After expressing mutual disinterest in schlepping out to IKEA on a Saturday, Gareth and I decided not to get a new sofa after all. On Sunday we ordered one online. It arrives on the 14th.

Friday, January 30, 2009

Bewilderness

Talked to my mother last night. Told her my plan for the weekend was to buy a sofa. To which her response, verbatim, was 'but wouldn't you rather have a laptop?'.

As yet, I am unable to work out how or why these two objects would be considered interchangeable substitutes for each other.

Wednesday, January 28, 2009

So, 2009 eh?

Looks like I've left it too long to comment in any useful way on the changing of the year, death of the old, rise of the new etc. Suffice it to say I have spent much of this year cold and hungry and my prospects for that changing any time soon seem slim to none. On the plus side, I still have a job and I haven't moved house. Yet.

Claude is still looking ill - he has developed a worrying new symptom which sees him floating near the top of the bowl and puffing in a strained fashion. Am trying another dose of the medicinal drops as prescribed by the lady in the piscine emporium but am unsure how to proceed if that doesn't work...

Pre-ordered the new Bruce album last week and it's STILL NOT HERE. You have let me down, Play.com. The effects of this dastardly behaviour on our otherwise strong relationship remain to be seen...

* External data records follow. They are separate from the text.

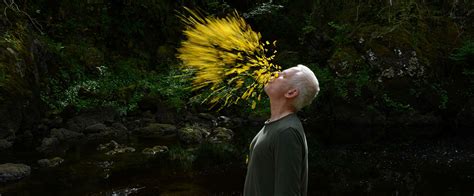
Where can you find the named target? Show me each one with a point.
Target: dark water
(343, 161)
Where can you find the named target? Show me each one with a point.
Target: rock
(108, 146)
(224, 121)
(95, 128)
(4, 144)
(79, 123)
(107, 134)
(120, 150)
(11, 171)
(54, 162)
(194, 134)
(466, 114)
(157, 131)
(65, 134)
(119, 126)
(155, 150)
(207, 116)
(114, 148)
(221, 135)
(48, 145)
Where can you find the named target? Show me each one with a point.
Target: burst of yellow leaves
(227, 56)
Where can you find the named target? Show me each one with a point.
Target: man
(278, 158)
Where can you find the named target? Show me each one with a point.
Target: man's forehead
(291, 70)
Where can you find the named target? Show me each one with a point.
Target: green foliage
(464, 57)
(121, 88)
(341, 34)
(348, 88)
(391, 104)
(184, 158)
(465, 54)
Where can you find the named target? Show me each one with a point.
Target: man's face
(278, 86)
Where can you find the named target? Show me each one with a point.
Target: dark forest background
(401, 63)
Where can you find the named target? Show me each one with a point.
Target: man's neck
(280, 110)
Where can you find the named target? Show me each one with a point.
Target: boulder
(54, 162)
(157, 131)
(11, 171)
(65, 134)
(95, 128)
(221, 135)
(113, 148)
(193, 134)
(155, 150)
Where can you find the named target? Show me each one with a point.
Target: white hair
(307, 84)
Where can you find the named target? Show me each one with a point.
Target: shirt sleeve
(288, 154)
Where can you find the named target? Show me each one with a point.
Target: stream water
(401, 165)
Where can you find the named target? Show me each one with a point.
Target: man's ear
(292, 93)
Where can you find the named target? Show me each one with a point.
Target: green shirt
(278, 160)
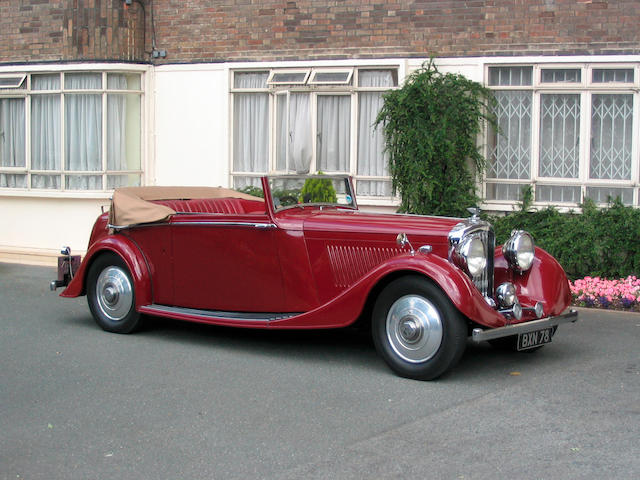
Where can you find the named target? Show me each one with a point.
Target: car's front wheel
(111, 295)
(416, 329)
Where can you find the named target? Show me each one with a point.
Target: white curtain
(45, 131)
(334, 133)
(12, 140)
(83, 131)
(300, 150)
(251, 124)
(372, 160)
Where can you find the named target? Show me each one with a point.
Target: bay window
(567, 130)
(71, 131)
(309, 120)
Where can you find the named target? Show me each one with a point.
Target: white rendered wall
(32, 229)
(191, 125)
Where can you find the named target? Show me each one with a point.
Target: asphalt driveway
(180, 400)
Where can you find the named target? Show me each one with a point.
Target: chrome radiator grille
(484, 281)
(483, 230)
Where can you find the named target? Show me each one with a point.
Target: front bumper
(479, 335)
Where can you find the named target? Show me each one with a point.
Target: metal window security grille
(511, 156)
(611, 137)
(559, 135)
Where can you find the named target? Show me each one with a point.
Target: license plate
(534, 339)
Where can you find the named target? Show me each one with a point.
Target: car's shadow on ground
(352, 345)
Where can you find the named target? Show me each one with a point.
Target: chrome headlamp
(519, 250)
(470, 255)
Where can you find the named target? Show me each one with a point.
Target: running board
(193, 313)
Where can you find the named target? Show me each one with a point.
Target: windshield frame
(347, 179)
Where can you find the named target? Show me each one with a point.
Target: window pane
(372, 159)
(83, 132)
(334, 133)
(603, 194)
(558, 194)
(123, 132)
(45, 181)
(12, 82)
(611, 136)
(82, 81)
(250, 79)
(510, 147)
(9, 180)
(612, 75)
(45, 133)
(84, 182)
(289, 77)
(504, 191)
(281, 132)
(12, 132)
(377, 78)
(561, 75)
(117, 181)
(300, 146)
(123, 81)
(45, 82)
(559, 135)
(338, 77)
(250, 132)
(242, 182)
(510, 76)
(374, 188)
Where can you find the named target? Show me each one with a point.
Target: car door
(225, 262)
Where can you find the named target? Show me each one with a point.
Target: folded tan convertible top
(132, 205)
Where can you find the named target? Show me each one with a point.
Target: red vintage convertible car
(305, 257)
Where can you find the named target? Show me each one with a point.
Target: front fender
(347, 307)
(130, 254)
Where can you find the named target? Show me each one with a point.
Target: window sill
(23, 193)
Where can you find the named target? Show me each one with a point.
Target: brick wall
(68, 30)
(196, 30)
(223, 30)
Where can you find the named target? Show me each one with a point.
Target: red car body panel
(319, 267)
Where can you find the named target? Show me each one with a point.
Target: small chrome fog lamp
(519, 250)
(506, 295)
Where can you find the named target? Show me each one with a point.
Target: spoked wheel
(417, 330)
(111, 295)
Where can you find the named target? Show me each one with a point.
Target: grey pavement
(181, 400)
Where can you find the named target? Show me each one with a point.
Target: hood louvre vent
(350, 263)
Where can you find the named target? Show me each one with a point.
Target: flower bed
(596, 292)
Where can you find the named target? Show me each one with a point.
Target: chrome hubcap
(414, 328)
(114, 293)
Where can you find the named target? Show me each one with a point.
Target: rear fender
(132, 256)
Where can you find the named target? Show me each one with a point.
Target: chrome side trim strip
(479, 335)
(213, 314)
(227, 224)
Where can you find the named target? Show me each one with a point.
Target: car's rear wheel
(111, 295)
(416, 329)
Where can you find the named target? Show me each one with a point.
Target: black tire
(111, 294)
(417, 330)
(511, 343)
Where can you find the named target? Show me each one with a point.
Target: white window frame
(586, 88)
(314, 90)
(28, 93)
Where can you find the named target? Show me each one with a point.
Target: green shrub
(431, 126)
(601, 242)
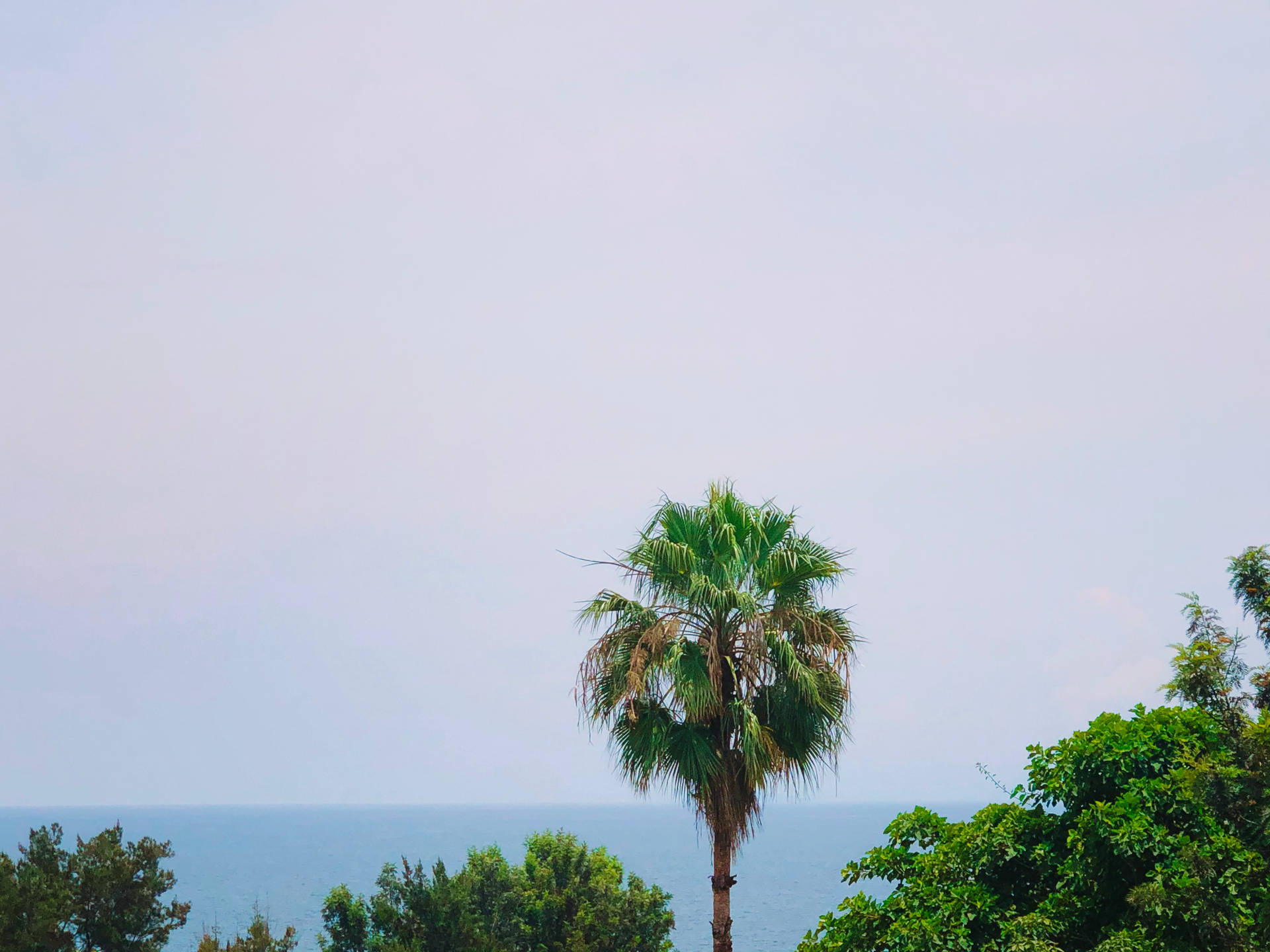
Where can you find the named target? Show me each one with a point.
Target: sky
(329, 327)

Books I've read so far in 2009:
  • Dreams From My Father - Barack Obama - v good
  • The God Delusion - Richard Dawkins - v interesting for the most part. Gratifying to see I was and am not deluded although this did deny me any kind of eye-opening or life-affirming experiences
  • Dawn Of The Dumb - Charlie Brooker - painfully vitriolic but v funny for the most part. Sets the bar for the kind of writer I wish I was brave and smart enough to be
In other news it looks like I will be purchasing a sofa soon - to add to the list of furniture I still can't believe I own and thus tying me somewhat unwillingly to the concept of being an adult. Gareth is sneakily trying to get out of helping me shop for said new sofa, offering useless suggestions such as 'we can order it online' and 'send me a picture, I'll tell you if I think it looks comfortable'. So, comfort is the sole requirement for this new sofa (our current futon option is an instrument of torture of Inquisition-like proportions) and he appears to be implying this feature can be gauged by LOOKING AT A PICTURE ON THE INTERNET. The man's an ass.

On a more cheery note, he posed the question last night of which celebrities we should cast in a live action remake of the Cluedo boardgame (or Clue, to my American readers who did not have Ludo as children and thus were denied one of Life's simple pleasures. Along with Snakes & Ladders - I have not the words to describe how contemptible I think their cop out Chutes & Ladders version is). So far I've got:
  • Mrs White - Dawn French
  • Professor Plum - Stephen Fry
  • Colonel Mustard - Bill Nighy
  • Mrs Peacock - Cate Blanchett
  • Miss Scarlet - Angelina Jolie (Gareth had Nigella Lawson down for this one, presumably because he fancies her. That was his game, this is mine and I decline to let Nigella's unspeakably smug mug anywhere near it)

Which leaves only Reverend Green remaining - I'm toying with the idea of Rob Brydon but am open to suggestion. Thoughts and comments to the usual address please.